In addition to ecosystem-based adaptation in the Durban Metropolitan Area (DMA) having high social and economic value, the conservation and management of natural patches and corridors also have high biodiversity value. Since dragonflies rely on terrestrial and aquatic environments to complete their life cycles, protecting a range of aquatic habitats, as well as natural riparian zones, greatly contributes to dragonfly conservation. Conversion of agricultural areas, such as abandoned sugarcane fields, has also contributed to dragonfly conservation, with former irrigation reserves contributing greatly to local dragonfly diversity (Figure 3a). The DMA is rich in dragonfly species, with more than 70 species (and three national endemics) known from the region [77], including species such as Phaon iridipennis which penetrates deep into the urban area. This suggests that land preservation through ecosystem-based adaptation has exceptional value for dragonflies.

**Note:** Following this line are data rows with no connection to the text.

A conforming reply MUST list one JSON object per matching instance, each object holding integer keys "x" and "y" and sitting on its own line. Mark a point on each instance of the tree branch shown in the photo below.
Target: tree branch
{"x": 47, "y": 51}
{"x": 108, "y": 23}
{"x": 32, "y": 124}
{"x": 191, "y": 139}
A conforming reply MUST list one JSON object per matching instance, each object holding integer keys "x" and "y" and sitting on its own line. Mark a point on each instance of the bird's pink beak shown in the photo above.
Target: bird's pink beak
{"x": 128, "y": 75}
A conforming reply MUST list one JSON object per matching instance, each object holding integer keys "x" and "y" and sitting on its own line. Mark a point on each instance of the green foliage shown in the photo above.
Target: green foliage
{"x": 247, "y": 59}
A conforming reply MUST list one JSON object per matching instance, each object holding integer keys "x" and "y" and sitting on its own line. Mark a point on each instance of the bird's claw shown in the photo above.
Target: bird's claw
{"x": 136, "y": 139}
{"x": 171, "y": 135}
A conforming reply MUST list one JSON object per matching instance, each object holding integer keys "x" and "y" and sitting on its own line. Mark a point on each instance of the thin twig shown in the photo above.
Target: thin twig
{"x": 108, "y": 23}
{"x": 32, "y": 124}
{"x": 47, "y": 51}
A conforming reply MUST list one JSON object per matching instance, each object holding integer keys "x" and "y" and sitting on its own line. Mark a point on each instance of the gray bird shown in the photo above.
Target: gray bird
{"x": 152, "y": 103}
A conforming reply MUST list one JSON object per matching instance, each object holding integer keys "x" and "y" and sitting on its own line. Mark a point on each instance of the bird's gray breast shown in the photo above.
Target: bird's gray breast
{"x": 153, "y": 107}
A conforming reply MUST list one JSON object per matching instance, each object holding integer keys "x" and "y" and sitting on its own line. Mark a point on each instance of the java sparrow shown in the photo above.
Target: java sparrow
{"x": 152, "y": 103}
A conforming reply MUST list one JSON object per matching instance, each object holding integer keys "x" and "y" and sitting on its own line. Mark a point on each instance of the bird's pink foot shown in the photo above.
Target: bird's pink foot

Elsewhere in the Maputaland-Pondoland-Albany biodiversity hotspot, freshwater bodies in botanical gardens play a major role in local protection of dragonflies (Figure 3b). A dragonfly conservation pond was designed and constructed along an urban stream in the Pietermaritzburg Botanical Gardens (PMG). The purpose of this artificial pond was to promote aquatic plant conservation, while simultaneously forming an integral part of a dragonfly trail to raise awareness on the ecological importance of dragonflies and their conservation [82]. Dragonfly species richness and abundance increased substantially after the addition of lentic components to the existing lotic components [83]. However, some management was required to maintain optimal conditions for indigenous aquatic plants and dragonflies. Interventions included removal of invasive alien vegetation, clearing dense vegetation to halt vegetation succession, and occasional dredging to manage siltation. The public also responded well to the dragonfly trail, which stimulated production of a dedicated and comprehensive identification guide for the PMG [84].
Biodiversity patterns are complex in Cape Town, a coastal city built around Table Mountain in the heart of the Cape Floristic Region (CFR) [85]. This city deviates from the standard model of urban biodiversity, where diversity decreases towards city centers [12,13]. Instead, Cape Town in one of few cities where biodiversity levels increase towards the central area [86]. Within the boundaries of Cape Town alone, there are about 3400 plant species, of which nearly 200 are endemic to the city [87]. Although total dragonfly species richness is not as high as the subtropical regions of southern Africa (close to 50 species), this Mediterranean area is characterized by about 17 national endemic dragonfly species [45,77]. Among these are regional endemics Chlorolestes conspicuus, Allocnemis leucosticta, Elattoneura frenulata, Pseudagrion draconis, Pseudagrion furcigerum, Syncordulia venator, and Orthetrum julia capicola. The disproportionally high number of endemic dragonfly species is the result of this region having had a moderate climate for many millions of years, strong orographic patterns, and many streams, rivers, wetlands and ponds, leading to high levels of environmental heterogeneity.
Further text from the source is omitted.